Conversely, it can often serve as a way to avoid addressing and processing deeper issues which concern us all. It seems no accident that, on the most intimate and familiar of levels, often the people we feel closest to are those with whom we are able to share the most difficult things in our lives. So by avoiding the challenge of confronting controversy, we are actually missing the opportunity to deepen relationships and garner the gifts of compassion and understanding.
My view is informed by my training in group facilitation and conflict resolution with the Process Work Institute. This is an organization of therapists who combine psychoanalysis with social activism and who worked over the past three decades with communities in places of conflict around this globe.

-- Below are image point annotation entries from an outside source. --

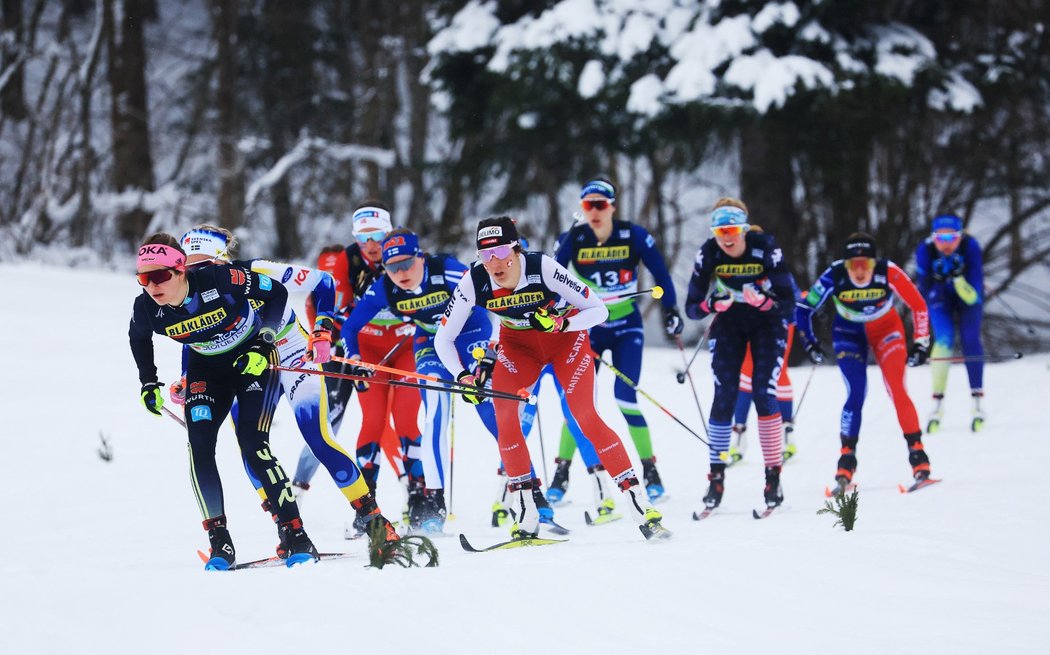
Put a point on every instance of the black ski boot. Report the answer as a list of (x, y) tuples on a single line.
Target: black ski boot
[(560, 483), (717, 486), (299, 547), (654, 487), (774, 494), (223, 554), (917, 457)]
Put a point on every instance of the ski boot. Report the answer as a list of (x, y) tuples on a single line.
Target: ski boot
[(935, 418), (790, 448), (717, 486), (654, 487), (774, 494), (603, 499), (223, 554), (526, 515), (560, 483), (434, 512), (300, 549), (651, 521), (740, 439), (978, 421)]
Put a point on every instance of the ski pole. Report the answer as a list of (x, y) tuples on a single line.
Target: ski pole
[(460, 388), (680, 376), (631, 383), (798, 407), (696, 398), (174, 417), (985, 358), (1016, 316)]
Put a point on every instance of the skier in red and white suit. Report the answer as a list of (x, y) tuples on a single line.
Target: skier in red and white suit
[(522, 290)]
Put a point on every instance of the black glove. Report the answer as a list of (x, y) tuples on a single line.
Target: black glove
[(672, 322), (151, 397), (919, 352), (361, 372), (485, 366), (815, 352)]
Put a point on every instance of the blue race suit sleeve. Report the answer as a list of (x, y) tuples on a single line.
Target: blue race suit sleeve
[(141, 338), (974, 267), (698, 283), (371, 303), (654, 261), (804, 309)]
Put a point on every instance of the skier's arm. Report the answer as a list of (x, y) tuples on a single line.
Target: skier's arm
[(592, 310), (452, 324), (654, 261), (141, 339), (371, 303), (901, 284)]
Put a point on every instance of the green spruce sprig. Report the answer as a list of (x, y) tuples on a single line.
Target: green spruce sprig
[(844, 508)]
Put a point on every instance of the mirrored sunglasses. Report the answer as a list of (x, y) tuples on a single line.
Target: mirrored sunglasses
[(158, 277), (400, 267), (729, 230), (364, 237), (595, 205), (498, 252), (861, 262)]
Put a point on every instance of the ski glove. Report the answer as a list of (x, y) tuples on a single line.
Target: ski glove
[(485, 365), (756, 298), (152, 399), (718, 301), (815, 352), (919, 352), (948, 266), (255, 359), (468, 379), (672, 322), (320, 340), (177, 392), (545, 321)]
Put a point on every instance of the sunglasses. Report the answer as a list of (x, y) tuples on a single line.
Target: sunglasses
[(498, 252), (729, 230), (400, 267), (595, 205), (158, 277), (364, 237), (861, 262)]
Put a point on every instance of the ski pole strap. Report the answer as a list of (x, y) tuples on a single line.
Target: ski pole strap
[(523, 395)]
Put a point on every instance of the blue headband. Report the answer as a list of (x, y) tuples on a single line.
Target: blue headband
[(948, 222), (601, 187), (400, 245)]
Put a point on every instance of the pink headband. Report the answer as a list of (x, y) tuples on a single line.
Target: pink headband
[(154, 254)]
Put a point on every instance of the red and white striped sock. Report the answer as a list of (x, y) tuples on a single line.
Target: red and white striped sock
[(771, 436)]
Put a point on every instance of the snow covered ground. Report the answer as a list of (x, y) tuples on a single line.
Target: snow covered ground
[(100, 556)]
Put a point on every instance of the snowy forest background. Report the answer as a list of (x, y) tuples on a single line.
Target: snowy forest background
[(119, 118)]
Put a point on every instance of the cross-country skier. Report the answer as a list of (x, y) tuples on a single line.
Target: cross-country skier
[(522, 290), (862, 287), (382, 335), (605, 253), (231, 349), (949, 269), (753, 298), (206, 245)]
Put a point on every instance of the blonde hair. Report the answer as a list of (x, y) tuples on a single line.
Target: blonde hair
[(731, 202)]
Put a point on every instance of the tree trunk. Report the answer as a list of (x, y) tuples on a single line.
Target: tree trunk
[(231, 174), (129, 112), (13, 54)]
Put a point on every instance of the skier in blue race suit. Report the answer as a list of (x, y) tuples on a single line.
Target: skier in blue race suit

The Institute’s founder, Arnold Mindell, became a true inspiration to me in the unfolding of my educational programs and vision. Arny views conflict as “creative energy blocked.” In the moment, a safe space is created and both sides commit to speaking frankly and listening compassionately. Thus an authentic dynamic can grow between people that creates a deeper understanding of issues, of oneself and of the other.
Regarding stereotyping, I often think that we would be already a large step ahead if we could just admit that it is a phenomenon that is part of our humanity. We acquire limited information about people and issues due to lack of exposure. And because of that, we create images based upon a limited perspective.

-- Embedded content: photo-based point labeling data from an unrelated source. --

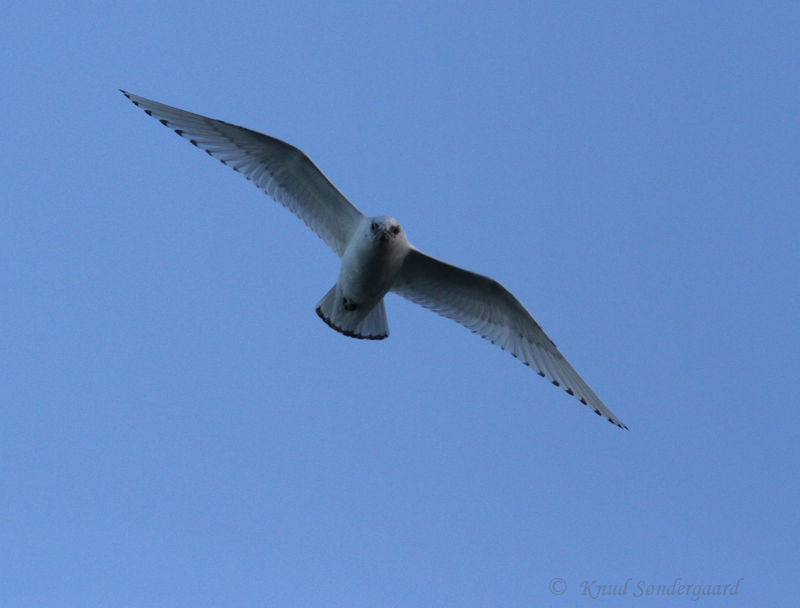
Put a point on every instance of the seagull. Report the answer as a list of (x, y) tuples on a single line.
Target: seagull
[(376, 256)]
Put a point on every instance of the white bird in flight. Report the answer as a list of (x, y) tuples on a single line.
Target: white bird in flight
[(376, 255)]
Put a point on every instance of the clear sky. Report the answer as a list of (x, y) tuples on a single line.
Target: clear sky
[(180, 429)]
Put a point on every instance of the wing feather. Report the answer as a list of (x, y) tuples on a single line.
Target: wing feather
[(282, 171), (487, 308)]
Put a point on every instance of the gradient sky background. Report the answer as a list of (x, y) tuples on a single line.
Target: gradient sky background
[(180, 429)]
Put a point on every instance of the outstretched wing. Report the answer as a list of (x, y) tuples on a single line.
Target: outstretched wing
[(487, 308), (279, 169)]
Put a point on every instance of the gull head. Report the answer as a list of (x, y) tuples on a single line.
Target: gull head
[(384, 229)]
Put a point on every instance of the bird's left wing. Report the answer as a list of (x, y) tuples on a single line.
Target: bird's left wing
[(279, 169), (487, 308)]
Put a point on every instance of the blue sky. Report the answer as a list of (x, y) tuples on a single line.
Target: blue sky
[(180, 429)]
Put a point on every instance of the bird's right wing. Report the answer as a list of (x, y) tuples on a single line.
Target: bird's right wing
[(279, 169), (487, 308)]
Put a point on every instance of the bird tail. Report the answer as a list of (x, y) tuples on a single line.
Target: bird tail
[(355, 323)]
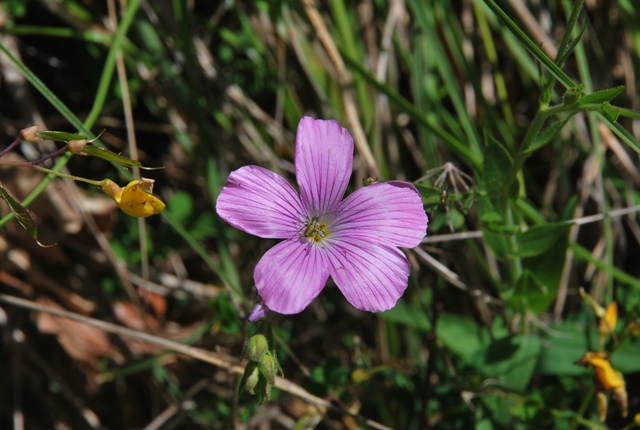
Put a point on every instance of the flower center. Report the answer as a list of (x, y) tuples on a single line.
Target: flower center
[(315, 230)]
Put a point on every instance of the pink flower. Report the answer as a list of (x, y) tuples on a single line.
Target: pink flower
[(355, 240)]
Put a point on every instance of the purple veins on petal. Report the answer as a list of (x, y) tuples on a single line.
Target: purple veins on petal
[(290, 275), (385, 213), (355, 241), (260, 202), (323, 159), (372, 278)]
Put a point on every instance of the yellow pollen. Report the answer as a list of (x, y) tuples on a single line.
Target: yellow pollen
[(315, 230)]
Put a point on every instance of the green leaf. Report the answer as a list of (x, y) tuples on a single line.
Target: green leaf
[(22, 214), (497, 162), (538, 239), (511, 360), (601, 96), (62, 136), (462, 336), (105, 154), (411, 316), (547, 268), (528, 294), (564, 344), (611, 111), (491, 223), (547, 134)]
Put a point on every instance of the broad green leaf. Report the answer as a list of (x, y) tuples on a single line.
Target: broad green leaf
[(601, 96), (411, 316), (105, 154), (21, 213), (61, 136), (491, 223), (539, 238), (497, 162), (547, 134), (528, 294), (511, 360), (564, 344), (612, 112), (547, 268), (461, 335)]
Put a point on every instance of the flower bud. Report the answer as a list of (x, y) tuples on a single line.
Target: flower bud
[(30, 134), (257, 347), (111, 189), (77, 146), (269, 367), (251, 378)]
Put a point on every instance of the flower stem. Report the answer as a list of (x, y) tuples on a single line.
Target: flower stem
[(51, 172), (10, 147)]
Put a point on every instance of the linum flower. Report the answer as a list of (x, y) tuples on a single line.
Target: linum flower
[(355, 240)]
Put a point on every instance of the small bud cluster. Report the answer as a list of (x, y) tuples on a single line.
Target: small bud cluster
[(263, 367)]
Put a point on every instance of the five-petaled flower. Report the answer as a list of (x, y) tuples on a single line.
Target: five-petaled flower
[(355, 240)]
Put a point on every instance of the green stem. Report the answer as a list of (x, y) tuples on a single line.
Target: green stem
[(52, 172), (103, 88)]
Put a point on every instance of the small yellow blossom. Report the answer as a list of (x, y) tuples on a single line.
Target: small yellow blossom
[(607, 324), (136, 199), (607, 379)]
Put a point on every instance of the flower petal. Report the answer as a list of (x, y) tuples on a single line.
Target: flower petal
[(372, 278), (290, 275), (388, 213), (323, 159), (260, 202)]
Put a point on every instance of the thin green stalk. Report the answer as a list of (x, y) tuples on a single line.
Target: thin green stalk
[(98, 103), (585, 76), (492, 54), (467, 154), (553, 68)]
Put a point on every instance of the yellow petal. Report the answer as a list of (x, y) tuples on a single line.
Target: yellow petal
[(607, 378), (136, 199), (595, 307), (607, 324)]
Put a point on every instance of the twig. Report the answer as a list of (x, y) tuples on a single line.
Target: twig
[(345, 82), (228, 363)]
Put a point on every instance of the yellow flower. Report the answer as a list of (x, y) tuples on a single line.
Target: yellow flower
[(607, 324), (607, 379), (136, 199)]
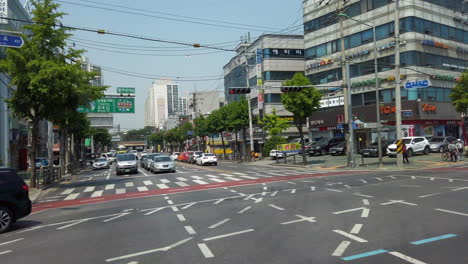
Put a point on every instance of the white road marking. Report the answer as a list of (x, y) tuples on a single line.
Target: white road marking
[(398, 201), (218, 201), (233, 179), (350, 236), (407, 258), (451, 212), (12, 241), (219, 223), (187, 206), (365, 212), (142, 189), (181, 217), (276, 207), (302, 219), (155, 210), (120, 191), (245, 209), (228, 235), (96, 194), (181, 184), (217, 180), (333, 190), (147, 182), (363, 195), (248, 177), (115, 217), (150, 251), (341, 248), (89, 189), (205, 250), (190, 230), (356, 229), (67, 191), (428, 195), (200, 182), (72, 196)]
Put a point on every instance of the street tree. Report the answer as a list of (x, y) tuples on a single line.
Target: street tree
[(38, 70), (302, 104), (459, 94)]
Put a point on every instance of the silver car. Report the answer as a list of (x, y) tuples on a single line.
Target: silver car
[(126, 163), (162, 163)]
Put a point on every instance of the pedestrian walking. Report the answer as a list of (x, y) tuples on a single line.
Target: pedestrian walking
[(405, 154), (459, 146)]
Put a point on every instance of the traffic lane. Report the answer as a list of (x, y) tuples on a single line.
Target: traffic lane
[(94, 241)]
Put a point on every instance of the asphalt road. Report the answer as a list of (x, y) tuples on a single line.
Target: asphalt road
[(291, 217)]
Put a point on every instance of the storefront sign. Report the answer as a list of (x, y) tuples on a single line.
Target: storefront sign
[(417, 84), (429, 108), (316, 122), (434, 44), (358, 54), (319, 64)]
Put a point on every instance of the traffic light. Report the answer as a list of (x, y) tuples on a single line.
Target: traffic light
[(239, 90), (291, 89)]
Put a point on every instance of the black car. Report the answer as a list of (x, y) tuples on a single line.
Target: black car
[(14, 199), (322, 147), (339, 149), (372, 149)]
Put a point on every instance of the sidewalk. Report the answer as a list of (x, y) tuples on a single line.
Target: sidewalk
[(338, 163)]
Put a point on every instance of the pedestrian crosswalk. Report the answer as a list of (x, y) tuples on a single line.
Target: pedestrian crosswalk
[(165, 181)]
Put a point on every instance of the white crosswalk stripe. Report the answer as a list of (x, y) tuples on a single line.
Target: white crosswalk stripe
[(181, 184), (89, 189), (200, 182), (96, 194)]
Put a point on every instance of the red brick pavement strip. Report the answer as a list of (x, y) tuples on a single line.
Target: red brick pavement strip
[(84, 201)]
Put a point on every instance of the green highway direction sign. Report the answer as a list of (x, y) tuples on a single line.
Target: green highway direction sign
[(126, 90), (110, 105)]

The moment we admit that stereotyping is human and accept that we, too, need to develop awareness, something magical happens. The “Other” becomes our companion along the way of growing into more maturity. The “Other” becomes our mirror that helps us to discover and tackle our blind-spots of misconception.
These could be healing moments in which we recognize that “coexistence” is not just a static ethical value that can be treated as a luxury. It is a necessity: we need the “Other” to know more about ourselves and about the world we live in.

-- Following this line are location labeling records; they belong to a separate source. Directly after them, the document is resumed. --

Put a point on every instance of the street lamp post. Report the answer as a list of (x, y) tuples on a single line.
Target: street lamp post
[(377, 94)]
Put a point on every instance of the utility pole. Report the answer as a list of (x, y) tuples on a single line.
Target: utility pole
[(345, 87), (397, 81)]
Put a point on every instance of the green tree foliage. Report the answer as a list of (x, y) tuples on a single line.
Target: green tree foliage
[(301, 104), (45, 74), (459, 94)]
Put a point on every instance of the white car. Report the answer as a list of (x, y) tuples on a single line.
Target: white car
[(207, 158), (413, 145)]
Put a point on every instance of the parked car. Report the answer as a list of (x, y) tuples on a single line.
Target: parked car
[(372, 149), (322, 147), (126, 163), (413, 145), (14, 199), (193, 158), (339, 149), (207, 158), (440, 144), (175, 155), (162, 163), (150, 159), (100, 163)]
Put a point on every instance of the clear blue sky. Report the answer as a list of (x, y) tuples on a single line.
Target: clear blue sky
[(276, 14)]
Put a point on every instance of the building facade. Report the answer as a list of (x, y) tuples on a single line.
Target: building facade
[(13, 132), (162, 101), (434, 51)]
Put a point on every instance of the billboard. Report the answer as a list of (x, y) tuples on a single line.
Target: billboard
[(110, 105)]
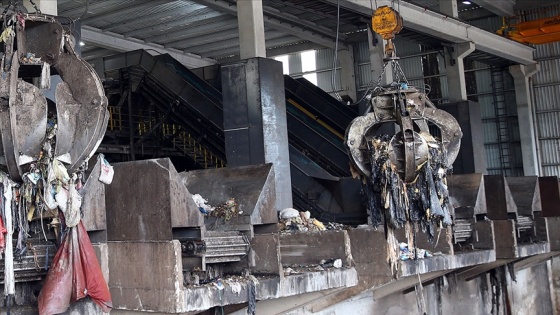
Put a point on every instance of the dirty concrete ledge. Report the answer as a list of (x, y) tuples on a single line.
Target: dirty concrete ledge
[(208, 296), (446, 262)]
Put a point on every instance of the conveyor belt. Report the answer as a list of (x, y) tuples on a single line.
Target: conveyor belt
[(316, 122)]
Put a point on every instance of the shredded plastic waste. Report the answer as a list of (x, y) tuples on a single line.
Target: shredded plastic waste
[(324, 264), (227, 210), (292, 220), (413, 253), (202, 204)]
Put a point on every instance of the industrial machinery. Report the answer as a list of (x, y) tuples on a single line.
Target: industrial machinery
[(405, 173), (38, 135), (541, 31)]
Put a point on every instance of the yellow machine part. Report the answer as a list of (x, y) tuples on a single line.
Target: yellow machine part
[(541, 31), (386, 22)]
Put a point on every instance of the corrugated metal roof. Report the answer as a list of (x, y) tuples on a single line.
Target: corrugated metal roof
[(178, 24)]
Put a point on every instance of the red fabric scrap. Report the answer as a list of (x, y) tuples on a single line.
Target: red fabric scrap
[(74, 274), (2, 232)]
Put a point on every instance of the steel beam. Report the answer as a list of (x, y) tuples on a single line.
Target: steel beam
[(119, 43), (501, 8), (184, 8), (181, 23), (274, 22), (96, 53), (446, 28), (224, 52), (123, 11), (174, 38), (208, 38), (232, 41)]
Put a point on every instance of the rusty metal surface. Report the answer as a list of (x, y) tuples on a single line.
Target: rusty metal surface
[(81, 109), (466, 191), (526, 194), (80, 96), (93, 202), (252, 187), (548, 187), (28, 114), (41, 37)]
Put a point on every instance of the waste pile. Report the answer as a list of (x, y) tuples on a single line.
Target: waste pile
[(292, 220), (425, 200), (420, 205), (413, 253), (226, 210), (323, 265)]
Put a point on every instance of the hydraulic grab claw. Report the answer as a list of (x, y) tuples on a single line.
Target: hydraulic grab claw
[(32, 45), (408, 149)]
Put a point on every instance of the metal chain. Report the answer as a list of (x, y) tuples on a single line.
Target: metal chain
[(35, 6), (378, 83), (11, 4)]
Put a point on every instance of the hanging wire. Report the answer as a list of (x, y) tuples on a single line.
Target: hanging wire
[(85, 12), (333, 72)]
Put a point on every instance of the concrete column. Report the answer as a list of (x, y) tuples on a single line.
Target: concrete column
[(45, 6), (255, 126), (455, 70), (449, 7), (376, 55), (521, 76), (251, 29), (347, 73)]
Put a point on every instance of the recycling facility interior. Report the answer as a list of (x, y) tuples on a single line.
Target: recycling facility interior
[(235, 187)]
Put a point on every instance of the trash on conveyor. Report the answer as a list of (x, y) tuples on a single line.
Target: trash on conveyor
[(227, 210), (292, 220), (413, 253), (323, 265)]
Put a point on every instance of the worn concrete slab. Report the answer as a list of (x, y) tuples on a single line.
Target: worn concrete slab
[(162, 289), (311, 248), (265, 254), (133, 288), (93, 201), (204, 297), (145, 200)]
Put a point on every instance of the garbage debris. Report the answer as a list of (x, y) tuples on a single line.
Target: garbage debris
[(45, 149), (413, 253), (425, 200), (292, 220), (323, 265), (75, 274), (288, 213), (202, 204), (227, 210)]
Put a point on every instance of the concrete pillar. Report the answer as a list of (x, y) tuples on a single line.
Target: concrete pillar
[(521, 76), (255, 124), (251, 29), (45, 6), (455, 70), (376, 55), (347, 73), (449, 8)]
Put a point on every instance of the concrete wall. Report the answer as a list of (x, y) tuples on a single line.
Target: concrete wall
[(531, 294)]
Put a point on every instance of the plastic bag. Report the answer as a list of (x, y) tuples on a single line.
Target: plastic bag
[(107, 172)]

My experience is that, most of the time, educators do not need to tell students what to think or do. I experienced that students can discover their passion and task in this world where they are connected to their own power. So I would like to close with a quote that I love sharing with students when they ask “So what can I do?”, a quote which became key to my personal process of growing ideas and visions into
“Don’t ask yourself what the world needs. Ask yourself what makes you come alive and then go and do that. Because what the world needs is people who have come alive.” – H.T. Whitman
Arnd received his school education in communist East Germany. As a conscientious objector to military service, he was not allowed to study at university and became a carpenter. After the fall of the Berlin Wall, he started to travel the world beyond Eastern Europe and was able to study abroad in London. There he completed his MA in Religious Studies and Post Graduate Certificate in Education. Since 1996 he has worked and lived in the UK, Japan, Australia, the U.S., Spain and Morocco and traveled extensively on six continents. The impact these journeys had on Arnd made him personally aware of the transformative power of cross-cultural interactions.
On a visit to Morocco during the build-up to the U.S. intervention in Iraq, he was deeply moved by personal conversations with Moroccans. This inspired him to create the educational NGO Crossing Borders Education (www.cb-education.org) which has taken over 3,600 American students (including students participating on Arcadia University programs in Spain) on programs to interact with Moroccan families, students, professors, Peace Corps volunteers, and Fulbright scholars on a personal level. In 2007-2009 he produced and directed the feature documentary Crossing Borders (www.crossingbordersfilm.org), a cross-cultural tool to initiate dialogue between students in the Western and Muslim worlds. The film was selected at 12 international film festivals and won several awards.